Rosenkrantz sería el próximo presidente

El último integrante del máximo tribunal podría ser una figura clave para llegar a convertirse en presidente.

Más allá de que Ricardo Lorenzetti tenga su mandato como presidente de la Corte Suprema de Justicia hasta finales del 2017, hay disputas internas por el poder a partir de la consolidación de Ricardo Rosatti. La elección del próximo presidente de la Corte se dará en 2018 y las internas están a la orden día.

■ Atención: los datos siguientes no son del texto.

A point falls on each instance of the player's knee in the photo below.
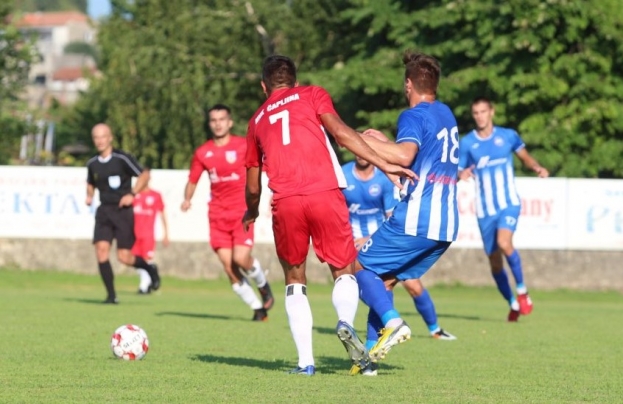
(125, 257)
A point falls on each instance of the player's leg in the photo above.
(506, 228)
(333, 243)
(243, 242)
(501, 280)
(488, 230)
(379, 259)
(426, 308)
(124, 233)
(291, 233)
(141, 249)
(239, 283)
(102, 238)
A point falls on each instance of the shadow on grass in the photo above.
(325, 330)
(99, 302)
(277, 365)
(201, 315)
(324, 364)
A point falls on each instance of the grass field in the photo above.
(203, 348)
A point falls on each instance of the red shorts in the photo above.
(226, 232)
(144, 248)
(324, 218)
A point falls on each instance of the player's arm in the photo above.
(141, 182)
(165, 228)
(253, 187)
(196, 169)
(396, 153)
(90, 193)
(466, 165)
(531, 163)
(350, 139)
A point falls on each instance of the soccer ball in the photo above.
(129, 342)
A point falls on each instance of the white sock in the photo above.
(246, 293)
(144, 280)
(301, 322)
(345, 298)
(257, 274)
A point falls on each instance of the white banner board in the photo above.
(557, 213)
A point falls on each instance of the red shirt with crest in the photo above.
(227, 172)
(147, 204)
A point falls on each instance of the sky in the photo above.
(98, 8)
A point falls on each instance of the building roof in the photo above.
(51, 19)
(71, 73)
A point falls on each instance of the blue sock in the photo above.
(425, 306)
(374, 326)
(514, 261)
(372, 292)
(501, 279)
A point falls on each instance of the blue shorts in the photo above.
(504, 219)
(391, 252)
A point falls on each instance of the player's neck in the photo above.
(415, 99)
(364, 173)
(223, 140)
(106, 152)
(485, 132)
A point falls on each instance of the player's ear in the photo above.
(264, 87)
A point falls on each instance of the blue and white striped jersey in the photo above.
(492, 158)
(369, 201)
(429, 208)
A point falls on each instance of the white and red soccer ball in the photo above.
(129, 342)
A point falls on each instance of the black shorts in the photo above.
(113, 222)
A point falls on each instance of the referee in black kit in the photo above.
(111, 172)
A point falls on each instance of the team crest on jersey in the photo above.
(114, 181)
(231, 156)
(374, 190)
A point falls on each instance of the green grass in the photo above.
(203, 348)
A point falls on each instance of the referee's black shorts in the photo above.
(113, 222)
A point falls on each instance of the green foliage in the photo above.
(553, 69)
(16, 55)
(165, 63)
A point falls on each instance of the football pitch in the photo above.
(204, 348)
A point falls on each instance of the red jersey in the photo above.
(147, 204)
(286, 134)
(228, 175)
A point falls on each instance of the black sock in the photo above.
(139, 262)
(108, 277)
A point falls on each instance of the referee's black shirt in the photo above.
(112, 176)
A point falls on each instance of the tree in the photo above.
(165, 63)
(554, 70)
(16, 54)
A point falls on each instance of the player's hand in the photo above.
(359, 242)
(377, 134)
(126, 200)
(248, 219)
(467, 173)
(542, 172)
(185, 205)
(395, 173)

Es que con el ingreso de Rosatti y Carlos Rosenkrantz, el Gobierno logró romper con la “mayoría automática” que tenía Lorenzetti y cambió la dinámica de la discusión de los fallos, con una negociación más profunda en cada uno de los temas. Highton, que era la más cercana al kirchnerismo, se acercó mucho a Rosatti y también tiene diálogo fluido con la Rosada. Lo mismo sucede con Rosenkrantz.

El cordobés Juan Carlos Maqueda continúa respaldando a Lorenzetti, ya que hasta ahora no cuenta con la confianza de ninguno de los operadores judiciales de Mauricio Macri, como por ejemplo Daniel Angelici.

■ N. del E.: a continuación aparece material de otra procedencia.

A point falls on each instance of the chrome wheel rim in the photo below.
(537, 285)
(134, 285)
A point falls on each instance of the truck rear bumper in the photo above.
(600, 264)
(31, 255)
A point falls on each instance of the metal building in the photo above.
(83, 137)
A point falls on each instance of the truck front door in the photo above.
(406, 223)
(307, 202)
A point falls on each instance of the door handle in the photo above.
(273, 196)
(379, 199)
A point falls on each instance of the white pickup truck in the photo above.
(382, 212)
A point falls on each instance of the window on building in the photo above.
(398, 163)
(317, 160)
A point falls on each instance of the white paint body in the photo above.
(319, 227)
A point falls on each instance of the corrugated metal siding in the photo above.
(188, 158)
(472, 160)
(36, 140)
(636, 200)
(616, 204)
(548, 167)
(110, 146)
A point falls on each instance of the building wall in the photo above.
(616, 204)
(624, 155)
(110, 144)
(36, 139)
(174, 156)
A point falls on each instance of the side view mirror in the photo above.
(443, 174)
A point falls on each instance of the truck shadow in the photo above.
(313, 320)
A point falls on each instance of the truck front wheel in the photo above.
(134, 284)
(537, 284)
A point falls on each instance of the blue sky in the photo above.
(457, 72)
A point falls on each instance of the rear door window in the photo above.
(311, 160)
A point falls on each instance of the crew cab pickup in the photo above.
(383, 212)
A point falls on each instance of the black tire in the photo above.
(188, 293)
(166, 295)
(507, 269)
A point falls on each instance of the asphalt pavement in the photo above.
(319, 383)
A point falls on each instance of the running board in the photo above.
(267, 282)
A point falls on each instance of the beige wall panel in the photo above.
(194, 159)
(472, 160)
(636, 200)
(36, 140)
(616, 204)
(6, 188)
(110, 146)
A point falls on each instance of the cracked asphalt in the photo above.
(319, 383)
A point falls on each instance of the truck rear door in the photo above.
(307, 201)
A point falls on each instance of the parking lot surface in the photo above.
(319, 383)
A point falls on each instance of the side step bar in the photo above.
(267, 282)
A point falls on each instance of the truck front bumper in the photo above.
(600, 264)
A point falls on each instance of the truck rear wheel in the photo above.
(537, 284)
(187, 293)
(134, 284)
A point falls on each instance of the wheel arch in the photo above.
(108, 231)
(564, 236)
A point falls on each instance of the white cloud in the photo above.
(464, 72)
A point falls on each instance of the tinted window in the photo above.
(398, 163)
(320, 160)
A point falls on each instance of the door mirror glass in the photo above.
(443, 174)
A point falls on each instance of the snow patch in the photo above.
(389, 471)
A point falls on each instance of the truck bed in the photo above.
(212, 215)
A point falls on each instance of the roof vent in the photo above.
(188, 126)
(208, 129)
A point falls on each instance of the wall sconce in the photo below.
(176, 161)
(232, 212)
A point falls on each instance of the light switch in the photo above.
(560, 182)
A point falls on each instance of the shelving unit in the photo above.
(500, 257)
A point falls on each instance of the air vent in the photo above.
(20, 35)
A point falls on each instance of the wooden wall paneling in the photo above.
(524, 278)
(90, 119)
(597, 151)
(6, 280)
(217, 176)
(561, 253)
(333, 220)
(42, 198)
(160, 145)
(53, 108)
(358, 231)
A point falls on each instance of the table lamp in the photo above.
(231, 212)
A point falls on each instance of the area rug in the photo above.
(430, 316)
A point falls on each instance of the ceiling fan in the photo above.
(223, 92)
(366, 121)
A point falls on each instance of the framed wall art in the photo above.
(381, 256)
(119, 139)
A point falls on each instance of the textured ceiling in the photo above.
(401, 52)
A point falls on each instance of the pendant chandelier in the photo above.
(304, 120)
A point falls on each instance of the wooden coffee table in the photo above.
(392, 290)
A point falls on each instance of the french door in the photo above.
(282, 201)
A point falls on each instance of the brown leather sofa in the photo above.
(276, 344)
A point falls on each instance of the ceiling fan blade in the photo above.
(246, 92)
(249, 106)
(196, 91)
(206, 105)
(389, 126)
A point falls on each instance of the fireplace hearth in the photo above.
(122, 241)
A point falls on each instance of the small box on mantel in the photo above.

Por el lado de Elena Highton de Nolasco, sigue manteniendo cruces frecuentes con Lorenzetti.  Por ejemplo, fue cuestionada por el nombramiento de su hija, “Elenita” Nolasco, al frente de la secretaría de Relaciones del Consumo del tribunal.

Además, aprovechando los problemas de salud de la jueza de la Corte Suprema, se rumorean conversaciones para un pacto entre Lorenzetti y el macrismo: el objetivo sería acelerar la renuncia de Nolasco, según publicó el portal Informador Público. Si este acuerdo se cumpliese, le abriría a Mauricio Macri la posibilidad de asignar un ministro de la Corte de su confianza.

La figura clave es Carlos Rosenkrantz,  otro nuevo ministro de la Corte, de mayor capacidad técnica que sus colegas y que se muestra de alguna manera “apolítico”. A raíz de esta postura, quedó como una gran opción para ocupar el lugar de presidente del tribunal más considerado en la Casa Rosada y el Congreso.

Luego del repudio que causó la decisión de Mauricio Macri de nombrar a los jueces en comisión, la aceptación de los jueces en el Senado fue aplastante. Rosatti obtuvo 60 votos a favor y 10 en contra. Rosenkrantz, por su parte, fue apoyado por 58 senadores y recibió 12 rechazos.